LAWRENCE — Dinosaurs likely munched on a lot more fruit than previously imagined.
Recent research appearing in the journal Science overturns a long-held idea that flowering plants didn't evolve large fruits and seeds until after the mass extinction of dinosaurs about 66 million years ago, when Earth was smacked by a giant asteroid.
Co-author James Saulsbury, postdoctoral researcher in the Biodiversity Institute and Natural History Museum at the University of Kansas, said the study changes how scientists think about plant-animal interactions and their role in plant evolution.
"This paper focuses on a fossil forest in New Mexico and the preserved fruits, seeds and other reproductive structures of the plants that lived there," he said. "These fossils change how we understand the way flowering plants became modern in terms of their reproductive ecology."
According to Saulsbury, paleobotanists generally had believed that flowering plants, which first appeared roughly 136 million years ago, only evolved modern reproductive strategies after the extinction event that wiped out the dinosaurs at the close of the Cretaceous.
"For much of their early history, they were relatively small, weedy plants that did not dominate forest canopies," Saulsbury said. "Although they gradually diversified and occupied more ecological niches, it was thought their seeds and dispersal structures remained small and were primarily dispersed by wind or without fleshy fruit."
The KU researcher said these early seeds and small fruits would have been similar in size to anything from dust particles to poppy seeds at their biggest.
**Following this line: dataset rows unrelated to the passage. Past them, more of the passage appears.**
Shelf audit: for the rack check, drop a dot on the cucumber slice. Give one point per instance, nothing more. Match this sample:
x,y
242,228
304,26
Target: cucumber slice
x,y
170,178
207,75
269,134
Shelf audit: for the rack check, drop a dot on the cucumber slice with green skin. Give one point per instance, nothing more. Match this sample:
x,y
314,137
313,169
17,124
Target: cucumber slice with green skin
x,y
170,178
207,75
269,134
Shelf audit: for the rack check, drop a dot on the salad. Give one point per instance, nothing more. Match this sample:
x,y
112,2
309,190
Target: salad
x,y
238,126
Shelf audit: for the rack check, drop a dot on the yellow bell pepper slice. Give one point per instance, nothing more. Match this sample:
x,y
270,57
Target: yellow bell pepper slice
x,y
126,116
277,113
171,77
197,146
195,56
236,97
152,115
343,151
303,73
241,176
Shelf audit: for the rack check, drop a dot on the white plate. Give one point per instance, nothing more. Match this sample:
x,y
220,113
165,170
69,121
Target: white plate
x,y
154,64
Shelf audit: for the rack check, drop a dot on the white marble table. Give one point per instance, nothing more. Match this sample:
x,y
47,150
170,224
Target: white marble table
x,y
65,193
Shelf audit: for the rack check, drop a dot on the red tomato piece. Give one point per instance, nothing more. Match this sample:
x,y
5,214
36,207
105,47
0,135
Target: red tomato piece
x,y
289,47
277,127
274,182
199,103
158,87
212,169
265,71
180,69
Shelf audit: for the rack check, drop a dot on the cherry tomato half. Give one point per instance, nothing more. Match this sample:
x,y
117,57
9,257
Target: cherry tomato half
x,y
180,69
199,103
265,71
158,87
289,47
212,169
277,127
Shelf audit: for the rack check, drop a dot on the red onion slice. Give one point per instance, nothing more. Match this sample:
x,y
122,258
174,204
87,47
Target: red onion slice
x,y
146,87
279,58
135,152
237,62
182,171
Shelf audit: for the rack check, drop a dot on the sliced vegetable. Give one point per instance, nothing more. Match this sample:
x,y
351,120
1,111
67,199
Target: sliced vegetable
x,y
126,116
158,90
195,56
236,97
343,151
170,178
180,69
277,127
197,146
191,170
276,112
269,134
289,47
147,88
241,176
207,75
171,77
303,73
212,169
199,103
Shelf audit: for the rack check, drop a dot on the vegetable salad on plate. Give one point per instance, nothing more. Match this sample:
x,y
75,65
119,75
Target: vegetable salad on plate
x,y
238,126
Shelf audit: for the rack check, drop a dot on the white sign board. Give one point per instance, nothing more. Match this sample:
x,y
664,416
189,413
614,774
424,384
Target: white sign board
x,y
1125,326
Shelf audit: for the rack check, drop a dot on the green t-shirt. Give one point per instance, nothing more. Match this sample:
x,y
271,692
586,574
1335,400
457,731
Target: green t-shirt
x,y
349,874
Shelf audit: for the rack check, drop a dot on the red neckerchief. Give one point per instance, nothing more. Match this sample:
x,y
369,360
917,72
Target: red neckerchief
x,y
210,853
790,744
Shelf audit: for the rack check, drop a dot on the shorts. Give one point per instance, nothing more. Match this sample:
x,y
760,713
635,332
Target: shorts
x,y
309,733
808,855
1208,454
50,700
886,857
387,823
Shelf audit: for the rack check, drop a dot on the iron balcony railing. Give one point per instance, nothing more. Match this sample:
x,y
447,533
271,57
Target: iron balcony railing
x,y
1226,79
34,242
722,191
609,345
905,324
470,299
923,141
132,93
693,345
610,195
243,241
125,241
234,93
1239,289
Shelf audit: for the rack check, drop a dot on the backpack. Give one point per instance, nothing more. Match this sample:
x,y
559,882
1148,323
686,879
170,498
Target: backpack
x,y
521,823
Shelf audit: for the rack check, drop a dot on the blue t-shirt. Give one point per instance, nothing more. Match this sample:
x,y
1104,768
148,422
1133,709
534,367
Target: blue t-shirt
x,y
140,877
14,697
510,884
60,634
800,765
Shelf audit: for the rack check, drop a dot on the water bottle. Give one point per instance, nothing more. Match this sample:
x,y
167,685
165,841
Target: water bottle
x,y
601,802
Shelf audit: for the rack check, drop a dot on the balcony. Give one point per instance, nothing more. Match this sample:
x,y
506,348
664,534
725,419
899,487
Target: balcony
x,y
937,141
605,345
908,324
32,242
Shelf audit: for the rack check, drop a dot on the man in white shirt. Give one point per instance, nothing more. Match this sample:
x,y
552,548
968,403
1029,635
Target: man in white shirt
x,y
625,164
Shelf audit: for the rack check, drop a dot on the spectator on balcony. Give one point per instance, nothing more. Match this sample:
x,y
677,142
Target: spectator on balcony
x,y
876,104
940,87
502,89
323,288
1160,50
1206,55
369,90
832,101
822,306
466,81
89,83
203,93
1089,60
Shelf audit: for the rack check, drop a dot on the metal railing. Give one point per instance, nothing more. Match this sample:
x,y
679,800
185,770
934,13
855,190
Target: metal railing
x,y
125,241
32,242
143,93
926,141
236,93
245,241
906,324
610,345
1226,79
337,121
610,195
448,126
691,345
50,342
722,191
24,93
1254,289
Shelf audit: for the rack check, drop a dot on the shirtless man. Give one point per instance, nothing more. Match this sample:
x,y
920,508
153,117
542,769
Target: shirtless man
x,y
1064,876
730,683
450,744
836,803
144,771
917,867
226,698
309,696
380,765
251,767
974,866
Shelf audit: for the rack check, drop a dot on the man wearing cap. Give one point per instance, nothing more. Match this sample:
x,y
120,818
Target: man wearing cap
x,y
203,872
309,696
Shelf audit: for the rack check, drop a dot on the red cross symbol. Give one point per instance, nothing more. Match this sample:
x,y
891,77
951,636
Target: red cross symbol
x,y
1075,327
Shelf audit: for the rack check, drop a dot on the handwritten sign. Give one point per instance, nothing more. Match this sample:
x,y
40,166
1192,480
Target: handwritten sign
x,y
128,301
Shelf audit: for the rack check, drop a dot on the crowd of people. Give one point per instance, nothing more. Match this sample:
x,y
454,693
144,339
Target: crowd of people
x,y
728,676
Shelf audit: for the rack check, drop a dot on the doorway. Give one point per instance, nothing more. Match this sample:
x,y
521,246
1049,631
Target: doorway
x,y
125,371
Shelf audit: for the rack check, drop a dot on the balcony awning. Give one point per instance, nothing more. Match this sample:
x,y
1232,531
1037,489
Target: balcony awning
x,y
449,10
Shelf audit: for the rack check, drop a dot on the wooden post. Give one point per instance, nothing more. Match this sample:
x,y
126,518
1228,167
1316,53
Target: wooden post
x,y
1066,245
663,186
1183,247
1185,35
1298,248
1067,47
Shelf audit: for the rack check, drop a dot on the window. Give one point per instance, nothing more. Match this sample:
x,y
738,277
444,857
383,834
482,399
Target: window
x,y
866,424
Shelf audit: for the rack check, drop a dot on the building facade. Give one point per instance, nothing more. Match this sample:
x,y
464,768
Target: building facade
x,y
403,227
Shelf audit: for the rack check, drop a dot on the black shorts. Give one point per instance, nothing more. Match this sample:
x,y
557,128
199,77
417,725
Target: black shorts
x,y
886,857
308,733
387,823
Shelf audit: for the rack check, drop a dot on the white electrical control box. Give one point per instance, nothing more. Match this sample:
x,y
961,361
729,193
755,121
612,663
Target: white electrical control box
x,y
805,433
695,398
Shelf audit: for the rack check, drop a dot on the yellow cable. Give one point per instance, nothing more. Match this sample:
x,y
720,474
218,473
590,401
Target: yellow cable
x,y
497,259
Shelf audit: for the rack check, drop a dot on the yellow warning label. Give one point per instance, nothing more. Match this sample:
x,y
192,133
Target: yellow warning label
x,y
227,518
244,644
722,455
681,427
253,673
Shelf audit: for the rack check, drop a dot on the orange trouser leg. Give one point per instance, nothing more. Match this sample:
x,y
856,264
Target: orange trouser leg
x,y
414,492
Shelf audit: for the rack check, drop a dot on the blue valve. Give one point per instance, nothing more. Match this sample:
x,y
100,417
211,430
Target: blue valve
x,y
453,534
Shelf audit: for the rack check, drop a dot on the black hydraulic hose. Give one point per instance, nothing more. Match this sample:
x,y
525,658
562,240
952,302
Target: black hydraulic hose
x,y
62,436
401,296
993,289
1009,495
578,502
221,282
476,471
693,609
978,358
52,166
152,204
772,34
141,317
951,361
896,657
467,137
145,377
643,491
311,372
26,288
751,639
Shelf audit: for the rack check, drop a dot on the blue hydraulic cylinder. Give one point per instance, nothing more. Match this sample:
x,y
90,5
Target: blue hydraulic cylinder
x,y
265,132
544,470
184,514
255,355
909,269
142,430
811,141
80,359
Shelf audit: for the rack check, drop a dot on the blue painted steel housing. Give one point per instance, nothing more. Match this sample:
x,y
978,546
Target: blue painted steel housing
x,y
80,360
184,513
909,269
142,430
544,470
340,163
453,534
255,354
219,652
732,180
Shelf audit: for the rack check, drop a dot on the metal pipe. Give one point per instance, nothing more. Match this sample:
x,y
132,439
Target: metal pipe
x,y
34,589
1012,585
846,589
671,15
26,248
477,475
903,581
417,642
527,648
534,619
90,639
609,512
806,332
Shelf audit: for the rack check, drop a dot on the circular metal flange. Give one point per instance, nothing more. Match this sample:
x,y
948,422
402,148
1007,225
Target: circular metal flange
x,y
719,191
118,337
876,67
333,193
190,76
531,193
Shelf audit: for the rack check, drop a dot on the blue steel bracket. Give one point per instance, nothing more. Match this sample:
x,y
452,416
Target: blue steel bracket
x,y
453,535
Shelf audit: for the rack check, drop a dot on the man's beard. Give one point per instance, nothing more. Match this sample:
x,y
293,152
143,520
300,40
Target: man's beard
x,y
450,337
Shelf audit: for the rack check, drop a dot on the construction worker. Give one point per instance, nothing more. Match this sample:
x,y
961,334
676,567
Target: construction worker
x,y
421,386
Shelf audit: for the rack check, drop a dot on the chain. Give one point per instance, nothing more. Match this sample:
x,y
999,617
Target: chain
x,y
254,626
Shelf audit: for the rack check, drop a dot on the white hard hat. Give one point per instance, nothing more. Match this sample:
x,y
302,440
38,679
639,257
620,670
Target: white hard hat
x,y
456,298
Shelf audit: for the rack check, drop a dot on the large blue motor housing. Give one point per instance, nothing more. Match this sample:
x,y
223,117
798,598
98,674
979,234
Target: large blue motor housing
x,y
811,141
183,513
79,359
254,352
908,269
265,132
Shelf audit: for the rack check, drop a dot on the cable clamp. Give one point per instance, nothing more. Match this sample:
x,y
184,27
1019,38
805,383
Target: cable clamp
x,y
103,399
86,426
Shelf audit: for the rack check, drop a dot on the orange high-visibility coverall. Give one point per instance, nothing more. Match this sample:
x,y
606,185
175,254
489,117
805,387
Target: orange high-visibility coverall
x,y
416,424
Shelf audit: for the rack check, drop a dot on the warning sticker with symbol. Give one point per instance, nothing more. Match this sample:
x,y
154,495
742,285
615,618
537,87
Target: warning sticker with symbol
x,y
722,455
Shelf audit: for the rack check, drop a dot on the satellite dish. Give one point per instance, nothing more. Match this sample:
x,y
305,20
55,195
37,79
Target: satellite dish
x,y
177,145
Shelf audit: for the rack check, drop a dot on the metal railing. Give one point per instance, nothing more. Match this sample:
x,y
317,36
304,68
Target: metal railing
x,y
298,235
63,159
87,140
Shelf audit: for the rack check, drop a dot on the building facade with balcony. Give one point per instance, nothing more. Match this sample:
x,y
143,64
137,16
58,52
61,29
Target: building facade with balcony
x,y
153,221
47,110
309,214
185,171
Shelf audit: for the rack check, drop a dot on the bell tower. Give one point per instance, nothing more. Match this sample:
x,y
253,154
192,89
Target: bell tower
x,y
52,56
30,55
Modern flowering plants, by contrast, use a much wider variety of dispersal strategies. Many produce large, fleshy fruits that entice animals to spread their seeds. Think apples, pears, avocados, olives, and coconuts.
"The prevailing view has been that this more diverse reproductive ecology emerged only after the end-Cretaceous extinction," Saulsbury said. "Our study suggests that transition began much earlier. The largest fruits in our fossil flora are about the size of a grape. That may not sound especially large today, but it is remarkably large for flowering plants of that period."
The findings were drawn from an important field site near Truth or Consequences, New Mexico, where the study's authors, including Saulsbury, performed fieldwork over many years.
"The New Mexico fossil site is exceptional," he said. "My co-authors have referred to it as a 'botanical Pompeii' because of its remarkable preservation. The site contains a layer of volcanic ash preserved as rock, known as tuff, that stretches for more than a kilometer. The deposits formed at essentially the same time, preserving many plants where they lived and died. It provides a snapshot of a forest from about 74 million years ago and even preserves aspects of its spatial arrangement."
The site is also special because of the diversity and size of its fossil fruits and seeds, according to Saulsbury.
"However, we don't believe these findings are simply the result of preservation bias," he said. "It appears to represent a genuinely unusual forest."
According to Saulsbury, fruit size matters because size is associated with so many aspects of forest ecology.
"Large fruits tend to occur in moist environments with densely packed forests," he said. "Our findings indicate that modern-looking forest structure and reproductive ecology were developing earlier than previously believed. The diversification of flowering plant reproductive strategies did not have to wait until after the end-of-Cretaceous extinction."
The new research challenges one longstanding idea that large fruits evolved alongside the rapid diversification of mammals only after the asteroid impact eliminated the dinosaurs.
"As mammals expanded into newly available ecological niches, flowering plants were thought to have diversified their seed dispersal strategies in response," the KU researcher said. "Our findings suggest that story began earlier. If diverse, large fruits already existed in Cretaceous forests, they were likely being dispersed not only by early mammals but also by large dinosaurs and other animals."
Saulsbury participated in fieldwork, collected fossils and carried out much of the initial classification, measurement and analysis of the fossils.
"We sorted hundreds of fossil seeds into what we call morphotypes," he said. "These are groupings based on form rather than confirmed species because it is often impossible to determine whether similar-looking fossils represent one species or several."
Saulsbury's co-authors were lead author Jaemin Lee of the University of California, Berkeley; Dori Contreras of the Perot Museum of Nature and Science; Garland Upchurch of the University of Colorado Museum of Natural History and Cindy Looy of the University of California, Berkeley.